Bales Make Better Maze

Repeat visitors to the Bozeman Maze are likely to find a different path every time they show up. Constructed with 3,500 big and little wheat straw bales, maze master Dale Mandeville changes the 4 to 6-ft. tall walls mid season.

“I can swing a few walls around and in 2 or 3 hrs. completely change the path of the maze,” he says. “Doing that every couple weeks keeps people coming back.”

Mandeville’s mazes have proven popular since he built his first one in 1998. Each year the size and complexity have grown and so have the number of visitors. In recent years he has hosted between 6,000 and 7,000 visitors over a 4-week season. This year he expanded the season to 6 weeks.

For Mandeville, the bale maze has several advantages over corn mazes, besides the ability to change the design. “Corn mazes take up a lot of space,” he says. “We have a few acres on the edge of Bozeman, Mont., with room for the maze, parking and more. The straw is local with little value, and the bales lend themselves to complex designs.”

Mandeville’s first maze consisted of 500 small square bales and 60 large round ones that he baled on his grandfather’s farm. The next year the number of bales had tripled, and the design was more complex.

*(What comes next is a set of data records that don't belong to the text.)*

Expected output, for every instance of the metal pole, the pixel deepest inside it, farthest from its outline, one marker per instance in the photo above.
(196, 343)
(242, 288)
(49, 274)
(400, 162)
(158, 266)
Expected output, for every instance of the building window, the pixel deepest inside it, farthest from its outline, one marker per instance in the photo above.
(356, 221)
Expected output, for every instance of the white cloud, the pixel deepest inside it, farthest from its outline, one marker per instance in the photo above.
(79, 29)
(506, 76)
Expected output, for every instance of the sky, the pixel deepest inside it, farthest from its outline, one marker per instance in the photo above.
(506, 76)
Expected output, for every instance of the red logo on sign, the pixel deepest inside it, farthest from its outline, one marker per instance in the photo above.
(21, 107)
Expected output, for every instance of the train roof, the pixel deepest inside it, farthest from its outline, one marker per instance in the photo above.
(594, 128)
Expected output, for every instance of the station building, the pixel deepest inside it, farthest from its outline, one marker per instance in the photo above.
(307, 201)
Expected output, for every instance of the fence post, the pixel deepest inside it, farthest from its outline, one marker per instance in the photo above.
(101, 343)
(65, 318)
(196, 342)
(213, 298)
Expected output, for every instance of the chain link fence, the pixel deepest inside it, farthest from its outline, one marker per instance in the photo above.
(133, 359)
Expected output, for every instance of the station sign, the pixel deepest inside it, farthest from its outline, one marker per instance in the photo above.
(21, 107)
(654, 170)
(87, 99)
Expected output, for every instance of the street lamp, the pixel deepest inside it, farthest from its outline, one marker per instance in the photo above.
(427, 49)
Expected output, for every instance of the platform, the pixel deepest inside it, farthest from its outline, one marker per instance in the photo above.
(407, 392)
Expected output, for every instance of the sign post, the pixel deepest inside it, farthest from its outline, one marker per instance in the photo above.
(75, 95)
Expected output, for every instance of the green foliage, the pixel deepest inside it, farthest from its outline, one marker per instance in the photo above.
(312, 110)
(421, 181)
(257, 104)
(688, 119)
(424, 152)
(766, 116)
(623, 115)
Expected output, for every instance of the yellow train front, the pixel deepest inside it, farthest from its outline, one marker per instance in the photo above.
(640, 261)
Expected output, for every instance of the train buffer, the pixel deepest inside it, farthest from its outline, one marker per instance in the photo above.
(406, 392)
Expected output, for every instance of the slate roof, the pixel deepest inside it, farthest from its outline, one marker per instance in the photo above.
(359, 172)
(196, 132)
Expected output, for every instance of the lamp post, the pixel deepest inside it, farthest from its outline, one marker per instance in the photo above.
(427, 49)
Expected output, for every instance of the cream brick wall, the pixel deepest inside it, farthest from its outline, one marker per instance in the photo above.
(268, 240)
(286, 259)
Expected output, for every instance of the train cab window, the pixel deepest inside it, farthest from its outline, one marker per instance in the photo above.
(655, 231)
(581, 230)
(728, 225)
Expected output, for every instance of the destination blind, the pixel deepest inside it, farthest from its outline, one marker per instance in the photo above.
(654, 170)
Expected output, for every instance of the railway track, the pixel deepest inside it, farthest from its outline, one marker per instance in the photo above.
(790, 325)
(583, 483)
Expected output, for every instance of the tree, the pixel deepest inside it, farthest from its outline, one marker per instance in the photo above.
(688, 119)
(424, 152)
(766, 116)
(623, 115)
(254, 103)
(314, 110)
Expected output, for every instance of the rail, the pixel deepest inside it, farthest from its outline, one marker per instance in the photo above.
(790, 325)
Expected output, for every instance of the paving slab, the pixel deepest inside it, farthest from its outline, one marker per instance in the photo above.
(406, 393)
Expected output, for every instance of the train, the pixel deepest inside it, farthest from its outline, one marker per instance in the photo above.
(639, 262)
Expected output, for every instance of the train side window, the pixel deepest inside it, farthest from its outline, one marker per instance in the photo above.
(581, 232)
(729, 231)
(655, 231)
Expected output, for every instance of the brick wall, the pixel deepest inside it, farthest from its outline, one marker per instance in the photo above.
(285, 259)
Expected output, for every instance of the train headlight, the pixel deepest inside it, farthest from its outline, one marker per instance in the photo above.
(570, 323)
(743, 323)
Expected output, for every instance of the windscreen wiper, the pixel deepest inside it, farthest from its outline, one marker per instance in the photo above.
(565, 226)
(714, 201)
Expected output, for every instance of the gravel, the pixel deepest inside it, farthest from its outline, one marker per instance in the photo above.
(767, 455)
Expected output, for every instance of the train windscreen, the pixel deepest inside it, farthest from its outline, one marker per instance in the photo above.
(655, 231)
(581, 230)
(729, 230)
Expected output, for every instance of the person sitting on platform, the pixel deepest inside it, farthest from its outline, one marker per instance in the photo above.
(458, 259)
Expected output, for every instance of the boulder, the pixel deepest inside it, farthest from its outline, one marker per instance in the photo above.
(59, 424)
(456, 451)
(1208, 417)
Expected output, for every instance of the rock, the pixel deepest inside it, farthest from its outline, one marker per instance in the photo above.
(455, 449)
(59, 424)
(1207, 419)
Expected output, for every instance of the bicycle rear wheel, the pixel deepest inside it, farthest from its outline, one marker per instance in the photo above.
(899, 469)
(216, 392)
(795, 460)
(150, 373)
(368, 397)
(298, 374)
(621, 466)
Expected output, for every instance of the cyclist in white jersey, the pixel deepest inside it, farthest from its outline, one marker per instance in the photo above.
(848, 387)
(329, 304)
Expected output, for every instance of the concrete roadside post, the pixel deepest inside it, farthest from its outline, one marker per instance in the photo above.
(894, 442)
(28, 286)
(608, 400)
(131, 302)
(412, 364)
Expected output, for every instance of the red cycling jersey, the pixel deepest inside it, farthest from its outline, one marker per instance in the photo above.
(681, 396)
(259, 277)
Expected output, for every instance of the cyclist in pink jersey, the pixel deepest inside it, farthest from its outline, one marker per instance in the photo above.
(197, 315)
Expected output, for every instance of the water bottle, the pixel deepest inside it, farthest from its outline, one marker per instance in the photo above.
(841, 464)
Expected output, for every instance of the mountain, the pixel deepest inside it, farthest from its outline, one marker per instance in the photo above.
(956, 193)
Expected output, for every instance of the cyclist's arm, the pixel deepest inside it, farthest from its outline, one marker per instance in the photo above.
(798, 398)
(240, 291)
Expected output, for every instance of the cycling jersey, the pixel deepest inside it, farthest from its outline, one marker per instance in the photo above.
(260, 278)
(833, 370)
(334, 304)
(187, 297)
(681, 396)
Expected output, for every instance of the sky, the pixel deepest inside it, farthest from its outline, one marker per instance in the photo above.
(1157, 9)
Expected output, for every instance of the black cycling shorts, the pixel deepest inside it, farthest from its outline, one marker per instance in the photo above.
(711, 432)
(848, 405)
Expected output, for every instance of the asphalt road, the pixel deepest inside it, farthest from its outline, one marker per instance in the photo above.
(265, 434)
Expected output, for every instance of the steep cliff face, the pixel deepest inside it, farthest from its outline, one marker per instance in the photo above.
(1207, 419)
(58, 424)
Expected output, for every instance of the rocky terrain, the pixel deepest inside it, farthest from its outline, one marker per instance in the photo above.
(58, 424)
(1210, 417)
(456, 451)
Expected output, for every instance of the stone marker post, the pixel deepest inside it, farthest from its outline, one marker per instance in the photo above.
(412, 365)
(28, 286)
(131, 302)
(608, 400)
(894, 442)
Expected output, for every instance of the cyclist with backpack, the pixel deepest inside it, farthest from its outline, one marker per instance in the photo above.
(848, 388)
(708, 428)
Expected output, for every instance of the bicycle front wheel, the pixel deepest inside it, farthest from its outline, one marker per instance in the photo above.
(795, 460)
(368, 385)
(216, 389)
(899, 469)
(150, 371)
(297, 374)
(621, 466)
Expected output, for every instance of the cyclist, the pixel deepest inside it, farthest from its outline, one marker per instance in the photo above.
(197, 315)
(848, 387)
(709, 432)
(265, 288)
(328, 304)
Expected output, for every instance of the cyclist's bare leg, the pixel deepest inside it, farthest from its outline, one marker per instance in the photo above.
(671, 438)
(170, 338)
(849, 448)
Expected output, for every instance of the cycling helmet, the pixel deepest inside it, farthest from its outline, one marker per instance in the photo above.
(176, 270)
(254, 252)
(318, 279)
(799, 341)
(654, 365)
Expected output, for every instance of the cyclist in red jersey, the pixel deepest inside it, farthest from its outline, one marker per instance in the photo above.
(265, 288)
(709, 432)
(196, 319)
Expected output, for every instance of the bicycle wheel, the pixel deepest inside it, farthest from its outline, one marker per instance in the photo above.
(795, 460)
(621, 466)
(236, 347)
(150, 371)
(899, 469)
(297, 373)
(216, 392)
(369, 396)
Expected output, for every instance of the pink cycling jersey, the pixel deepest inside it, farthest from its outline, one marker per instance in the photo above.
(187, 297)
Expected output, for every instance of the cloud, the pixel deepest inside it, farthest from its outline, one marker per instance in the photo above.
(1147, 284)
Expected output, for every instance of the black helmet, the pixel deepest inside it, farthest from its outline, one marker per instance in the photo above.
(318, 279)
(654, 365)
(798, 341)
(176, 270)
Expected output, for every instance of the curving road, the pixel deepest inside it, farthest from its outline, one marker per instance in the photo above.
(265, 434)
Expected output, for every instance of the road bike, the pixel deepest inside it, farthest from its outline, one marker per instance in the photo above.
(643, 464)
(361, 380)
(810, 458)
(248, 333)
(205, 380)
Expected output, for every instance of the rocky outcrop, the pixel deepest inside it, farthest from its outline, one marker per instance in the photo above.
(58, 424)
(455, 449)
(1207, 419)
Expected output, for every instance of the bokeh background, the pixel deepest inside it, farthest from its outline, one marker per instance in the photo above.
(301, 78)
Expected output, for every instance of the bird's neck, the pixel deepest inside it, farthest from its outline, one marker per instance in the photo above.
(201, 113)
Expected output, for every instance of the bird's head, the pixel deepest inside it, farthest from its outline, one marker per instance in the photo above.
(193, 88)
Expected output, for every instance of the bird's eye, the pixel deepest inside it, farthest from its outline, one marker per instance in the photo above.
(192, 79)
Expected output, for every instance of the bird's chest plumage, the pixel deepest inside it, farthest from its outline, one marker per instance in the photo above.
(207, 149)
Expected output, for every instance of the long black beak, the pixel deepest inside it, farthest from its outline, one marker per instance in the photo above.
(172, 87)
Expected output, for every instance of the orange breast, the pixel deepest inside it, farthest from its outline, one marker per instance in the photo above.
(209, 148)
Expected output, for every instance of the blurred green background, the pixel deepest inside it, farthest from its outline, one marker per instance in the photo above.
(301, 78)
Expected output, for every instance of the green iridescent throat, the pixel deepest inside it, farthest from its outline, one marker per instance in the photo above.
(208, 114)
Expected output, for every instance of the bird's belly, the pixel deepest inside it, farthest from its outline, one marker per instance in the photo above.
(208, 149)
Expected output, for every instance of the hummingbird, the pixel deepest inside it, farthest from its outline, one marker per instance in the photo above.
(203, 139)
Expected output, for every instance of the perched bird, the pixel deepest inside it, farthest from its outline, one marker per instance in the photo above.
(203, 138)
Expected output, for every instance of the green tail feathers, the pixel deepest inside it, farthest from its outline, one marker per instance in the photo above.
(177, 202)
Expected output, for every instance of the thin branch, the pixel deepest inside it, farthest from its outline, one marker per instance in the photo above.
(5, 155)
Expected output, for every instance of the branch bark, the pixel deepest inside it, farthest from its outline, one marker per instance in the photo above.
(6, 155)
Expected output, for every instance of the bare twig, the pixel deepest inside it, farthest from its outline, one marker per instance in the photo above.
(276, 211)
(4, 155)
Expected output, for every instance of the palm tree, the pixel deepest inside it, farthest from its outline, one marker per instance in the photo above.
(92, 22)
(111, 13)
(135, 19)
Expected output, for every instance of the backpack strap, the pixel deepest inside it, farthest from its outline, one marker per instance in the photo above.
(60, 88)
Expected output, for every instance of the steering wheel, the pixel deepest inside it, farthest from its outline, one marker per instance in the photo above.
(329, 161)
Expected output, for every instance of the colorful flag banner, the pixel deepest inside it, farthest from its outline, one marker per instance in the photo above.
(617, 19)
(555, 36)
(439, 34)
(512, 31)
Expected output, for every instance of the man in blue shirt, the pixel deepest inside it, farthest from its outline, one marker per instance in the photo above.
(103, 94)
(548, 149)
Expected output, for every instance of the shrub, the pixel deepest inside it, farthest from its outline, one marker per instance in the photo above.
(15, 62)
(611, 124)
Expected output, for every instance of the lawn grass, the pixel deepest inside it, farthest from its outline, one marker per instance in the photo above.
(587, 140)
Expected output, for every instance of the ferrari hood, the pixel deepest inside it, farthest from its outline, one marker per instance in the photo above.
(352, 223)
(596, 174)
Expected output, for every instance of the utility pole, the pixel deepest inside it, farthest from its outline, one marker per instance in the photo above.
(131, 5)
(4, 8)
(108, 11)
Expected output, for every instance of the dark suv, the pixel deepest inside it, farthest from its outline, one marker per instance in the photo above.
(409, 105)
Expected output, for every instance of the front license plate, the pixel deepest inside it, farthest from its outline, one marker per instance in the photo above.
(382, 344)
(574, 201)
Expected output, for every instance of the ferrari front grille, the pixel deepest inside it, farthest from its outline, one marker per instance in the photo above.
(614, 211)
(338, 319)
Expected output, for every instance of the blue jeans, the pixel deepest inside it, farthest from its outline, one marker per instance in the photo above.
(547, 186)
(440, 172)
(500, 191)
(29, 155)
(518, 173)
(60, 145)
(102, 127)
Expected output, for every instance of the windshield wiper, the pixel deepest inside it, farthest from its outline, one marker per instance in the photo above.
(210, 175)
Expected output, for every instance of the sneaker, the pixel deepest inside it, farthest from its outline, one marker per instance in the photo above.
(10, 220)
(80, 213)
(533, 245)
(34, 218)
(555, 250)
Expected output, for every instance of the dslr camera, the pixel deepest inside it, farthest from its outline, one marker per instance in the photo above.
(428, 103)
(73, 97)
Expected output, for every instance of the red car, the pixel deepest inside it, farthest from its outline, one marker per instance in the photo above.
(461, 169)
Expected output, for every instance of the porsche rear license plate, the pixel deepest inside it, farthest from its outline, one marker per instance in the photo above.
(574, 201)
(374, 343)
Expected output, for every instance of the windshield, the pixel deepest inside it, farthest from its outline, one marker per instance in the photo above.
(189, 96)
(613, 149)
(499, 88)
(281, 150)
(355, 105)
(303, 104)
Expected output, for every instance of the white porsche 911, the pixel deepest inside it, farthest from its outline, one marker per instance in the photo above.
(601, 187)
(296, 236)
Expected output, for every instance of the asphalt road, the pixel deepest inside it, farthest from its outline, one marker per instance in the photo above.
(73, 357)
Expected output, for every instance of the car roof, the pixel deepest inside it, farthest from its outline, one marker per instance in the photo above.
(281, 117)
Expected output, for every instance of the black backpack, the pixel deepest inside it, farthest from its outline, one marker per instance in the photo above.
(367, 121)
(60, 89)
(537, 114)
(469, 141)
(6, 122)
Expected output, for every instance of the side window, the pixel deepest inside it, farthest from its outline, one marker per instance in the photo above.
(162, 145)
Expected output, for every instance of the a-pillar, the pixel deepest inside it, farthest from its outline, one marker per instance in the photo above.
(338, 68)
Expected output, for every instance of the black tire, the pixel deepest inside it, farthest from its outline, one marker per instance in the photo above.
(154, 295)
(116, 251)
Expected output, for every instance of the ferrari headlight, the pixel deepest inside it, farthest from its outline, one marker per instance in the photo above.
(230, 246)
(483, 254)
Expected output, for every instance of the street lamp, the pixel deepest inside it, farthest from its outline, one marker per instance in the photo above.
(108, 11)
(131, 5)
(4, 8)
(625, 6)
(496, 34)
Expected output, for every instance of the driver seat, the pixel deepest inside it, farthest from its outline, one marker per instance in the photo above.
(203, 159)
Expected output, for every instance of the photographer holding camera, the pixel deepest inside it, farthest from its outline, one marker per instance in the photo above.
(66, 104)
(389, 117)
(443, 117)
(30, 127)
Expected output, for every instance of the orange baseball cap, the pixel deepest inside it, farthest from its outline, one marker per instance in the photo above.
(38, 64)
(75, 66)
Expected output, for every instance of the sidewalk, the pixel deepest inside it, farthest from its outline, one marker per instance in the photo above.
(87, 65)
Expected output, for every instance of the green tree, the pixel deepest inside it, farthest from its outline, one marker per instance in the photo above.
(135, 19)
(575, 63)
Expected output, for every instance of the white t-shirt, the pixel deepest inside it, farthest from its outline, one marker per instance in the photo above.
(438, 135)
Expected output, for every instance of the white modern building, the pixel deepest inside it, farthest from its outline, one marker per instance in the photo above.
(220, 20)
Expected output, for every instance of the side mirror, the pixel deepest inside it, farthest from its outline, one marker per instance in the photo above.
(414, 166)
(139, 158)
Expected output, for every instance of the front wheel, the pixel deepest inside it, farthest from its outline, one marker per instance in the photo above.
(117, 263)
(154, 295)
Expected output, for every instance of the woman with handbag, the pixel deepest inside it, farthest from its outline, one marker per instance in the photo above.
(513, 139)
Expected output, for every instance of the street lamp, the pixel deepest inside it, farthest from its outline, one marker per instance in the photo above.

With the exception of a few years when he was starting a family and an engineering career, Mandeville has done one ever since, each bigger and more complex than before. He does the design and lays it out with large bales and the initial layer of small bales. As they became more complex a problem developed moving bales into the middle of the design.

“By 2008 we were using 2,500 bales, and my dad came up with the idea of sliding them into the middle on 2 by 12’s,” recalls Mandeville. “Now we have a crew of 10 to 12 people who work 4 hrs. a day for 3 days. They put up all the second, third and fourth layers of small bales. We have a quad-copter with a camera that we use to see how we are coming.”

In 2011, a fire broke out just ahead of the final weekend. Mandeville used a tractor and loader to create a firebreak around the burning bales as the fire department contained it. He lost about half the bales, but with the help of friends, rebuilt it and was open for business 30 hrs. later.

The uniqueness of the bale maze, the complexity of the design and rebuilding immediately after the fire has given Mandeville consistent media attention and promotion. He has also added attractions over the years, including cotton candy, popcorn concessions, a mini train, bungee trampoline and a corn bin (straw bale walls) for kids to play in. However, it’s the maze with 4 check points people have to find that that keep them coming back. Mandeville warns that a maze shouldn’t be too complex.

“Most people spend 20 to 40 min. finding their way through the maze,” he says. “However, we’ve had people in there for an hour or more. Now we have a tower with a guide who can help people who get stuck or need to get out quickly.”

Mandeville charges $7 admission with extra charges for some attractions.